A car accelerates from 0.0 to 33 m/s in 6.0 seconds. What is the magnitude of the acceleration?

I got 198 but the answer is 5.5?? Not understanding this.

acceleration is the rate of change of velocity

a = ∆v/∆t = (33-0)m/s / (6-0)s = 5.5 m/s^2

how did you get 198?

33*6 = 198, but that is m/s * s = meters
That is the distance covered in 6 seconds at a constant speed of 33 m/s

A good way to avoid that kind of mistake is to keep track of the units.

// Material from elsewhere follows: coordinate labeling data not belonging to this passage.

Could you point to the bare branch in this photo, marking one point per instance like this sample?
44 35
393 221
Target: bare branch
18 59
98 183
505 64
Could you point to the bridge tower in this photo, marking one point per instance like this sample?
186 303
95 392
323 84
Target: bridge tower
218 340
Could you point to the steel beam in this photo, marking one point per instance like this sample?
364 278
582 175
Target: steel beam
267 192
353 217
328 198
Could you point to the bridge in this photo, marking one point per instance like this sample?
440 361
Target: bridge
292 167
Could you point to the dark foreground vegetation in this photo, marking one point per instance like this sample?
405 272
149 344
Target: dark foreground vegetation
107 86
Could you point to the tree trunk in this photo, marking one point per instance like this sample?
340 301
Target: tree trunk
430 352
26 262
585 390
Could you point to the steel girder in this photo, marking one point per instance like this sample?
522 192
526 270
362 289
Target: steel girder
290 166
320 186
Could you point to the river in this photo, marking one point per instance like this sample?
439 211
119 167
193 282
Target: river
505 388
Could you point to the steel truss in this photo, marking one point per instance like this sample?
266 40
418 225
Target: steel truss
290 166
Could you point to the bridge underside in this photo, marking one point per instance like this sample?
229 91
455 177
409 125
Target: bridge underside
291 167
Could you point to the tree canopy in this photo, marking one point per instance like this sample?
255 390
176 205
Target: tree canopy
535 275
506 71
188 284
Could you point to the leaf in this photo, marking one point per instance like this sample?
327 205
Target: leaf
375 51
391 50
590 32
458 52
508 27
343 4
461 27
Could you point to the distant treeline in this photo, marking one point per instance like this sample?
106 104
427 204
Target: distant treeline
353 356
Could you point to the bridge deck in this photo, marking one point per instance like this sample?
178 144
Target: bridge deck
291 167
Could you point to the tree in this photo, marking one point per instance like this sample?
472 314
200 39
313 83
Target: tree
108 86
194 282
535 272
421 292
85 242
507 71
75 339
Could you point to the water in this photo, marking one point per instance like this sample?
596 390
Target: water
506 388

If you don't wind up with m/s^2 you have done something wrong.

v = at + c

when t = 0, v = 0 , thus c = 0
so we have v = at
when t = 0 , v = 0
when t = 6, v = 33
33 = 6a
a = 33/6 = 5.5

To calculate the magnitude of acceleration, you need to use the formula:

acceleration = (final velocity - initial velocity) / time

In this case:
- The final velocity is 33 m/s
- The initial velocity is 0.0 m/s
- The time is 6.0 seconds

Now let's substitute these values into the formula:

acceleration = (33 m/s - 0.0 m/s) / 6.0 s
acceleration = 33 m/s / 6.0 s

Calculating this, you should get:
acceleration = 5.5 m/s²

Therefore, the correct magnitude of acceleration is 5.5 m/s², not 198. If you got a different answer, please check your calculations again to ensure there were no errors made during the calculation.